Lake Superior Dist., Pewabic Lode Mines, Houghton Co., Michigan, USA
12.7 cm tall x 11.5 cm wide
Ex-collections Richard Kosnar, Dr. Stephen Neely, Joseph Freilich, Sandor Fuss, and Irv Brown. This piece was originally owned by B. S. Butler. Butler was one of America’s preeminent geologists who worked for the U.S. Geological Survey in the early 1900s. B.S. Butler and Charles Palache, Harvard professor and curator, co-wrote The Copper Deposits of Michigan in 1929.
Sculptural, unique, and powerful, this copper is commonly referred to as the “Rodin” of Coppers, as if created by the great sculptor himself.
Only a select few copper specimens can vie for best of species; this is among them. This copper transcends its species, entering into the exclusive company of the greatest specimens ever discovered. The crystals are well isolated and exhibit sharp definition. The natural metal possesses a rich bronze patina with luster reflecting light back to the viewer.

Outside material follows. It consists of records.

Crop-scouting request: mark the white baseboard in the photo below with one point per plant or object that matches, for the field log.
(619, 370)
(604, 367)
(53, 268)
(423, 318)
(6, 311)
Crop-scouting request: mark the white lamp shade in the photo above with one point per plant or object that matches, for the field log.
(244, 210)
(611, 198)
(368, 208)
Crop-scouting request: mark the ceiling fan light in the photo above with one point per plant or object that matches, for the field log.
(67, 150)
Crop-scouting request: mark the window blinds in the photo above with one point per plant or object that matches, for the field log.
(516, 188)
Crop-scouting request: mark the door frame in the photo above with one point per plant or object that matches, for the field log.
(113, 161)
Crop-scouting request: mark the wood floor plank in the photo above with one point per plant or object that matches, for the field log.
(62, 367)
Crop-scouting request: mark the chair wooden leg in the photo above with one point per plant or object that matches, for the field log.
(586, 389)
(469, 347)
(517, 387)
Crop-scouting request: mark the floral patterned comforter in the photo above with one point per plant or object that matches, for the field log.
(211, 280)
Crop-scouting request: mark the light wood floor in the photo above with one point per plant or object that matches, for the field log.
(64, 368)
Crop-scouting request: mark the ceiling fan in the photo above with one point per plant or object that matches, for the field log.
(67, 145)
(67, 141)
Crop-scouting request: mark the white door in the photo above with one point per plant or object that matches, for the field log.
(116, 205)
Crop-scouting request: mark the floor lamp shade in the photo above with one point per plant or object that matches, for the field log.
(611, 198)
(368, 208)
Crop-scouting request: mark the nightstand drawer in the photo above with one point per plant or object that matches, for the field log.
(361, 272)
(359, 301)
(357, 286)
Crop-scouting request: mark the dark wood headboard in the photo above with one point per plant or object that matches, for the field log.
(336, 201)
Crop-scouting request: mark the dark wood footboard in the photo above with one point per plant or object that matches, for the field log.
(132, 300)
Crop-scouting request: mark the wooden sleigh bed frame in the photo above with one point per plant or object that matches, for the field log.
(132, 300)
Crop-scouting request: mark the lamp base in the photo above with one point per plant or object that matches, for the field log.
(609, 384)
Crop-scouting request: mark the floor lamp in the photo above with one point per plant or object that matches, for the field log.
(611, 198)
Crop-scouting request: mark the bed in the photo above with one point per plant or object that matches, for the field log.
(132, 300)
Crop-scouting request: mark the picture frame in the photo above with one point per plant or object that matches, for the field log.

Although the mine name is unknown, this copper comes from an identifiable pocket. There is one example in the Houston Museum of Natural Science in Texas, and another which Wilensky sold to the MIM Museum in Beirut, Lebanon. All share strong similarities in crystallization. However, this specimen is solitary in its sculptural nature and three dimensionality.
Copper is an element, one of nature’s pure substances. It is one of the few metals that can be used in its natural state. It is known to have been used by humans as early as 8000 BCE. The native people of the Keweenaw Peninsula began mining copper around 5000 BCE.
Michigan copper is unusually pure, often found as large copper boulders and sheets. Europeans arrived in the region in the late 17th century and were introduced to the copper deposits, but large-scale mining did not begin until the 1840s. For the next 100 years, the area experienced a copper rush similar to the gold rush in California. By the late 1960s, most of the mines were closed.
Rodin was the cover of The Mineralogical Record in March 1992.